VORMEN VAN LEVEN. HET AUTOBIOGRAFISCH MOTIEF BIJ CLARICE LISPECTOR EN ABY WARBURG.
Samenvatting: Dit artikel onderzoekt de relatie tussen het (auto)biografisch narratief en het oeuvre bij de Braziliaanse schrijfster Clarice Lispector en de Duitse kunsthistoricus Aby Warburg en hoe de psychoanalyse in dit geval als ‘hermeneutische hulpwetenschap’ kan functioneren. Het ‘motief’ kan hierbij begrepen worden als een narratief instrument om vorm te geven aan het overweldigende, als abject ervaren reële. De intrusie van het traumatiserende niet-tekstuele in de artistieke en theoretische verbeelding van het oeuvre wordt via de herhaling, de herneming en de verschuiving van het motief zowel op een afstand gehouden als uitgedrukt. Het motief laat ook toe het autobiografische relaas, het oeuvre en de bredere culturele context met elkaar in relatie te brengen.

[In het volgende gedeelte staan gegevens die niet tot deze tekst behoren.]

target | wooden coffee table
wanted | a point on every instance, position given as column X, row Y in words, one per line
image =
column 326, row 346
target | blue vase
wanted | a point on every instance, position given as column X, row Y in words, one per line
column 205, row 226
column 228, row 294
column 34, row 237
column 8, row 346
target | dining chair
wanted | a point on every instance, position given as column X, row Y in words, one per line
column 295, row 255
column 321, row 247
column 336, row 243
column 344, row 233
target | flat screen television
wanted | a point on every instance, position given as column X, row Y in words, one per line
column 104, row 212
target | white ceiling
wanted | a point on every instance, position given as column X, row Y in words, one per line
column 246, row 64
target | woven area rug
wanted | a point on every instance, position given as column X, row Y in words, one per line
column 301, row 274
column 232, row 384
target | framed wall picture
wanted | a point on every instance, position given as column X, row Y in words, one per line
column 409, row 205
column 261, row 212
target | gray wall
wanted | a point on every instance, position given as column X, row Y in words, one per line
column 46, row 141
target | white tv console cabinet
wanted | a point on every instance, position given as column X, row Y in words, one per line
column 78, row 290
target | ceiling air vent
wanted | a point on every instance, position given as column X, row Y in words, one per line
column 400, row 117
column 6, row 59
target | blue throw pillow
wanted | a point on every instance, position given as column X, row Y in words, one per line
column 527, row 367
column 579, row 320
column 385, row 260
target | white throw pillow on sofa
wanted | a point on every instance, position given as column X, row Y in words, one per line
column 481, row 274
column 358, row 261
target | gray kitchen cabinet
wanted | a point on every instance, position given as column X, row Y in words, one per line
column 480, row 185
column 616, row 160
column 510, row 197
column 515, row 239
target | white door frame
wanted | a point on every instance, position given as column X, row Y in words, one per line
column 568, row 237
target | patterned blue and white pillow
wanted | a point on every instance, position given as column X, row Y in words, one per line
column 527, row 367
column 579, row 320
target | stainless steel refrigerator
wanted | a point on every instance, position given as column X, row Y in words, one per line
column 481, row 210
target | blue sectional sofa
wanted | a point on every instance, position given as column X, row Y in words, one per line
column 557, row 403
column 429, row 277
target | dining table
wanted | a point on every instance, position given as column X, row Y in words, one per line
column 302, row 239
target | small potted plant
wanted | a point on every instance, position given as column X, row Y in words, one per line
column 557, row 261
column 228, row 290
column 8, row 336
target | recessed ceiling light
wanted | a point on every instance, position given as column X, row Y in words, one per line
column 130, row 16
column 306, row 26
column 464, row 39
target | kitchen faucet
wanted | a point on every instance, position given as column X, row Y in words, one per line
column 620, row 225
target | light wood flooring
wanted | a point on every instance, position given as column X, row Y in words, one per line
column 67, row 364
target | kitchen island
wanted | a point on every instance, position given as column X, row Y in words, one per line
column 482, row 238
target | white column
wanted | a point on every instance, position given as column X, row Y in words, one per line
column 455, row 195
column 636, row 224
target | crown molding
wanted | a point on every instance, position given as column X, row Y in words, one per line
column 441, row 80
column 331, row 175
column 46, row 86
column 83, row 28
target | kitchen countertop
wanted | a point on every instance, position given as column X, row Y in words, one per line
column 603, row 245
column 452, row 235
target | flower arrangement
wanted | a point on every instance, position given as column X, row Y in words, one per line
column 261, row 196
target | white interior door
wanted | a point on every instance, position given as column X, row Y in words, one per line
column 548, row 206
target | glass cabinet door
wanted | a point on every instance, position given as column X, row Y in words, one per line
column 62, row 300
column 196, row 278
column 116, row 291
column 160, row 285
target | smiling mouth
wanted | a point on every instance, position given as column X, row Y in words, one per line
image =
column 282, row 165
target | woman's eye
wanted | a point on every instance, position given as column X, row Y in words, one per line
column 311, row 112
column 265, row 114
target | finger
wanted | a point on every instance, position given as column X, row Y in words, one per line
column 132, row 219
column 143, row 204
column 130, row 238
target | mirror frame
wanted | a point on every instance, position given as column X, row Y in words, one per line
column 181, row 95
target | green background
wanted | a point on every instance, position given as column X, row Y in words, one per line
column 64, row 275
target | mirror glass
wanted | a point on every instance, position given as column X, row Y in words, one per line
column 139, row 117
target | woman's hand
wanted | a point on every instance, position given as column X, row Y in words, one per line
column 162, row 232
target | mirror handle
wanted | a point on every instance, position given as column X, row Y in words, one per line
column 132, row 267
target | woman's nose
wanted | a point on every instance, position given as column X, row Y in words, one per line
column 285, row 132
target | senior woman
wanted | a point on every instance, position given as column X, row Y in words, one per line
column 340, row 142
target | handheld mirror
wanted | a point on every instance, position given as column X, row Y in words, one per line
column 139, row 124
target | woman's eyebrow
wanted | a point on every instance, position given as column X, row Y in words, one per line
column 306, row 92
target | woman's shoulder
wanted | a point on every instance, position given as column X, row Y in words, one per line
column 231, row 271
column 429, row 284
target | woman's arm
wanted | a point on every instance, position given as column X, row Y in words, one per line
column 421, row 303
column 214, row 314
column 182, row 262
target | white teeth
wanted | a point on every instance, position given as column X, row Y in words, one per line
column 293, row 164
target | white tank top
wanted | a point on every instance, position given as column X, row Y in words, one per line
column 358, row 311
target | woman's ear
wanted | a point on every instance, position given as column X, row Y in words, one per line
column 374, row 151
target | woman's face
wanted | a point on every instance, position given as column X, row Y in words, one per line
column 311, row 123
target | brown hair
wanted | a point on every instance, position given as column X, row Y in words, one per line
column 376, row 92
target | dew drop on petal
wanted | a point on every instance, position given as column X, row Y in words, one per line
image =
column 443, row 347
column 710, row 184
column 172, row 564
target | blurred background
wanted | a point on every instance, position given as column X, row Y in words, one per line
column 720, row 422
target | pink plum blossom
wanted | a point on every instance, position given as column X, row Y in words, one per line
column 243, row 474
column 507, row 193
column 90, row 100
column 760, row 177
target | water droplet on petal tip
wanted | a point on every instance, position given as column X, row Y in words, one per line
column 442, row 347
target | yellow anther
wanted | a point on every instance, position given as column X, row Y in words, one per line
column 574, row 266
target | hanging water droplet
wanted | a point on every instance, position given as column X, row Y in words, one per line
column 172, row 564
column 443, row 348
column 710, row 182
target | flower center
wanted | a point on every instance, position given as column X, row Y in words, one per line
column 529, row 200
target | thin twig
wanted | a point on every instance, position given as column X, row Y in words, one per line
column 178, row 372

SOCRATYLISTISCHE ETYMYTHOLOGIE
Samenvatting: Via een lezing van Plato’s Cratylus poogt de auteur tot een nader begrip te komen van het ‘cratylisme’, de doctrine die in de dialoog door Cratylus en voornamelijk door Socrates wordt verdedigd. Die doctrine wil dat de woorden imitatieve weergaven zijn van de dingen, en staat tegenover de conventionalistische opvatting van Hermogenes. Literatuurtheoretici als Roland Barthes en Gérard Genette hebben het cratylisme begrepen als een mythisch, in tegenstelling tot een wetenschappelijk, denken over taal. In dit voetspoor interpreteert de auteur het cratylisme als een infantiele taaltheorie, naar het model van Freuds infantiele seksuele theorieën. Vanuit een analyse van het centraal gedeelte van de dialoog, de etymologieën, en geïnspireerd door enkele specifieke commentaren van Lacan, komt de auteur tot een opvatting die deze van Genette op een belangrijk punt aanvult. Het cratylisme is niet alleen een regressieve nostalgische fantasie maar eerst en vooral een lustvol taalspel, en het is in het complexe samenspel tussen het weten over, het spelen met en het genieten van taal, dat de paradox van de dialoog en de relevantie ervan voor de psychoanalyse kan gevonden worden.